The 404 error code is the most common, but what does it actually mean?
When do you see a 404 error code?
The time when you’ll encounter a 404 error code is when you click on a link to a web page that doesn’t exist – it may have done once, but is no longer there.
You might also mistype or paste an incomplete web address into the URL bar, which will have the same result of taking you to a page that doesn’t exist.
And instead of the content you were expecting you see a message that includes ‘404 error’, often followed by ‘Page Not Found’.
Why do you see a 404 error code?
The code is there to tell you that either the webpage you’re trying to find no longer exists or it may have been moved to another address and no-one has set up a forwarding process to take you to the new one automatically.
There are other reasons for the code appearing, which can include the server holding the page being down or experiencing problems.
Whatever the issue, the outcome is the same, you won’t be able to see the content you wanted to.

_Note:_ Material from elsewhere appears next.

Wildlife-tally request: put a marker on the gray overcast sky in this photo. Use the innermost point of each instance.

The 404 code is part of the wider HTTP response status codes that help identify the current functions of servers and the web in general. There are five classes of status codes, which begin with either 1, 2, 3, 4 or 5 and are followed by two further digits that denote any specific problems or ongoing processes.

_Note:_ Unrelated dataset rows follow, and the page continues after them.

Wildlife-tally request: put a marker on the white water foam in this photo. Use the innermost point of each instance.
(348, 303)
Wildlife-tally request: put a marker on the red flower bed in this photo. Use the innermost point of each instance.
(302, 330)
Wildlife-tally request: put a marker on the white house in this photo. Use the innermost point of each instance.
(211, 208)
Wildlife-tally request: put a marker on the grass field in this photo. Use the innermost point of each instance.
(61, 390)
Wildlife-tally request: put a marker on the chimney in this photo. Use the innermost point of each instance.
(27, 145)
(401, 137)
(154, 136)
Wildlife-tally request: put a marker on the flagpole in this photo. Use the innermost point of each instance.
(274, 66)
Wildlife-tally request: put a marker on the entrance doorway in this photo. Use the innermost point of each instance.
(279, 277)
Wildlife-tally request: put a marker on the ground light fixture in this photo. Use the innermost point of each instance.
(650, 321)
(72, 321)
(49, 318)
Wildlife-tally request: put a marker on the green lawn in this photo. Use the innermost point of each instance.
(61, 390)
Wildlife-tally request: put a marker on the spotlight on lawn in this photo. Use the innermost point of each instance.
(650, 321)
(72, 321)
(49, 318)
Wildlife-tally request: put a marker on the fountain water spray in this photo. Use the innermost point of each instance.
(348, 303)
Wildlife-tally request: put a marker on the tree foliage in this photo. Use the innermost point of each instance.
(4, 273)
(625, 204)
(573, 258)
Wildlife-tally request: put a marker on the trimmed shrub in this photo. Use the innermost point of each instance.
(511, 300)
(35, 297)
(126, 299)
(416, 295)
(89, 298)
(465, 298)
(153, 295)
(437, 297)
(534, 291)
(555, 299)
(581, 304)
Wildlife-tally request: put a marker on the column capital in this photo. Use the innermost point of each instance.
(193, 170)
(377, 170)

The codes are kept and coordinated by the
Internet Assigned Numbers Authority, which outlines the five different types of HTTP response status codes in the following way;
- 1xx: Informational – Request received, continuing process
- 2xx: Success – The action was successfully received, understood, and accepted
- 3xx: Redirection – Further action must be taken in order to complete the request
- 4xx: Client Error – The request contains bad syntax or cannot be fulfilled
- 5xx: Server Error – The server failed to fulfil an apparently valid request
404 is simply registered with the explaining tag – Not Found.
To soften the blow, some sites have created special designs that appear when a 404 error occurs, just like the Marvel example accompanying this article, and you’ll find a fine selection of examples available to view on this post by
How can I fix a 404 error?
While there’s not much you can do if a server if permanently offline or experiencing problems, you should quickly check that the URL you used to navigate to the page is correct.

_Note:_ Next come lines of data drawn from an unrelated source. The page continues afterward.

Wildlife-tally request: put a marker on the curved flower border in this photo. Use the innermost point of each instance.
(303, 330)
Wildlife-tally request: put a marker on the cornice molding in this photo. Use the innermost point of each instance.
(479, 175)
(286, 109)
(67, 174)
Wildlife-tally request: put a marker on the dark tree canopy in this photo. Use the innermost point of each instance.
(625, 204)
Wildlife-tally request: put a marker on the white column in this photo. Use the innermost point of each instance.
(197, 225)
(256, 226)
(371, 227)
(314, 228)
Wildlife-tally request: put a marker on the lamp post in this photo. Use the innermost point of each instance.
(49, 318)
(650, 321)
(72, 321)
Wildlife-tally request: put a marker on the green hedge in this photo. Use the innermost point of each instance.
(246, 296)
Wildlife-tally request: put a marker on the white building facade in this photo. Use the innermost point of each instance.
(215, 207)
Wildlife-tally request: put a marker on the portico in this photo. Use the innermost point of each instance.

If you’ve clicked on a link, then it’s possible that the URL has an error that goes to a page that doesn’t exist or has been moved. Try going to the main site instead, say www.techadvisor.co.uk, then using the search function or the navigation menu to find the page or content from there, rather than taking the direct route that’s returning a 404 error.
Reloading the page is another option, as it could be that the moment you tried to land on the page, the server had an issue. The same is true if you return later that day to see if the problem has cleared up.
You can always try a site like
Down Detector that will tell you the current status of a website, so you’ll know if there are any reported problems.
Finally, another option is to
clear the cache on your browser, as the stored version of the webpage could be causing problems.